So You're that Girl Wrestler?

(Yankee Pro Wrestling: Oct & Nov 99)
I've heard a lot of good things about Yankee Pro Wrestling down in Massachusetts. So when they started matching me up with the boys, well, I was hooked. First in line was Chris Blackheart. Now Chris and I didn't exactly get off on what you would call the right foot. Our conversation went a little like this:
"So you're that girl wrestler. You were on MTV, right?" Blackheart sneered as he shook my hand.
"Yuppers. That'd be me. The girl wrestler."
Here I am making my entrance, and also showing Chris why the Mike Hollow, the chief instructor down at Killer Kowalski's, is always saying, "Give him chops, Amanda. Light him up!"
"Where's the other girl you're with?" he asked. "Don't see what the big deal is about you anyway."
"Um, I don't have a girlfriend," she said. "Had a valet for awhile but it didn't work out between us. I guess we weren't compatible." Amanda smiled a little and twisted a strand of hair around her finger as she spoke.
"The other girl you're wrestling. Listen, don't get cute with me or you'll be sorry, little girl!"
Blackheart jabbed his finger at Storm like a dagger. Amanda took a step back. Her eyes narrowed as she shifted her weight to the balls of her feet."
"I see you two have already met," the booker said as wandered by. He looked at his clipboard for a moment. "Since you're getting along so well, it's Chris and Amanda for the second match."
"What?!" Blackheart yelled, chasing after the booker who beat a hasty retreat.
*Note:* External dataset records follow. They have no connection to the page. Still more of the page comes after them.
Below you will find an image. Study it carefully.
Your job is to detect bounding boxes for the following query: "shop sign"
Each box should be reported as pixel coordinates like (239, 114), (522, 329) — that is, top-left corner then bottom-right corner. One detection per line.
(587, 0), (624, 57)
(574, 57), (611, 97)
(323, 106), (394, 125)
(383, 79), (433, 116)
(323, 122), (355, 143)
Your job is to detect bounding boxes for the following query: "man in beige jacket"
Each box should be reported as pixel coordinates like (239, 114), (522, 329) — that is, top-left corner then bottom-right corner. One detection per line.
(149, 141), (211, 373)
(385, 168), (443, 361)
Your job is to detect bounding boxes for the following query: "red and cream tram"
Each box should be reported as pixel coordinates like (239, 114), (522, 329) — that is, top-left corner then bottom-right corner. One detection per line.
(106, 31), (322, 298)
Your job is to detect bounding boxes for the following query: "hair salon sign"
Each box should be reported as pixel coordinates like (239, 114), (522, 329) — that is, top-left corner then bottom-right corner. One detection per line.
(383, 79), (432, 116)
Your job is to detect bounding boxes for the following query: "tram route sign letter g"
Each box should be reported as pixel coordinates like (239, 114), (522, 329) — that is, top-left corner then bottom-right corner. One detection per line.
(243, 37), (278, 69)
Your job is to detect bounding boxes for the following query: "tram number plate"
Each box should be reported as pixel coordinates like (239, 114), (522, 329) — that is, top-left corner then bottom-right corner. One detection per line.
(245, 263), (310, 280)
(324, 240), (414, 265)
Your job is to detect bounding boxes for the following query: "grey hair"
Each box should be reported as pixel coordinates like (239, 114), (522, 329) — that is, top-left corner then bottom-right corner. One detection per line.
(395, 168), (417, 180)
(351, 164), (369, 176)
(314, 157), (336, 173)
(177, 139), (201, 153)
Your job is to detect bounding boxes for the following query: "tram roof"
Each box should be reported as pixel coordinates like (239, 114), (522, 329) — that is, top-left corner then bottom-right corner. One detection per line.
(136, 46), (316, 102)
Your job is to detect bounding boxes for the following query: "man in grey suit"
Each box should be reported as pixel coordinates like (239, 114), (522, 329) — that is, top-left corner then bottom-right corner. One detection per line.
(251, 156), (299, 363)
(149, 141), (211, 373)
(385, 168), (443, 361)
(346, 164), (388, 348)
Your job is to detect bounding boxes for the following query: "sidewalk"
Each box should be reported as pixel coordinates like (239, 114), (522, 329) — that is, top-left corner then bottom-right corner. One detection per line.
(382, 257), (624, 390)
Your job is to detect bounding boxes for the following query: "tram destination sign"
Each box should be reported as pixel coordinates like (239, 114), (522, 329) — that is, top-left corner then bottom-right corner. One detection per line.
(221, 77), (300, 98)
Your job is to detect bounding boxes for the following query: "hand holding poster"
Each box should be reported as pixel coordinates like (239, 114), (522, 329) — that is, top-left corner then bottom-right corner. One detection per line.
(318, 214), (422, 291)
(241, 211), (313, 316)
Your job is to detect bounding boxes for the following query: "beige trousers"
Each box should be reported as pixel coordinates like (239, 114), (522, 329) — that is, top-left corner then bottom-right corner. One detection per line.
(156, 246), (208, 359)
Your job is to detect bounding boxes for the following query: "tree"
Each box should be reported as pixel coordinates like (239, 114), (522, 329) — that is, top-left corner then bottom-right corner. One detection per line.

It was definitely going to be a dark and stormy night....

Those of you who have followed my career to this point probably know that I have considered "the rules" and fair play first and foremost as a constraint placed upon my opponents for Amanda Storm's convenience. Secondly as a palette from which to paint a portrait of hate and disgust for the fans, the referee and anyone else involved in my matches. Well, for once I met someone in Chris Blackheart who was at least my equal in the fine art of malevolence. Unfortunately I was used to wrestlers who thought of a match more as a popularity contest rather than something resembling athletic competition.
So there I was, standing up on the ropes before the match started, doing my bit to let the people know where I stood. I closed my eyes and reveled in the cascade of boo's when the unthinkable happened. I was suddenly laying on my back looking up into the leering maws of about three-and-a-half Chris Blackhearts. The bastard had yanked me off the ropes and dumped me in the middle of the ring! Now this was just the sort of stunt I would have pulled. And now here I was getting the everliving crap beat out of me by some blonde goof in kung fu pant pants.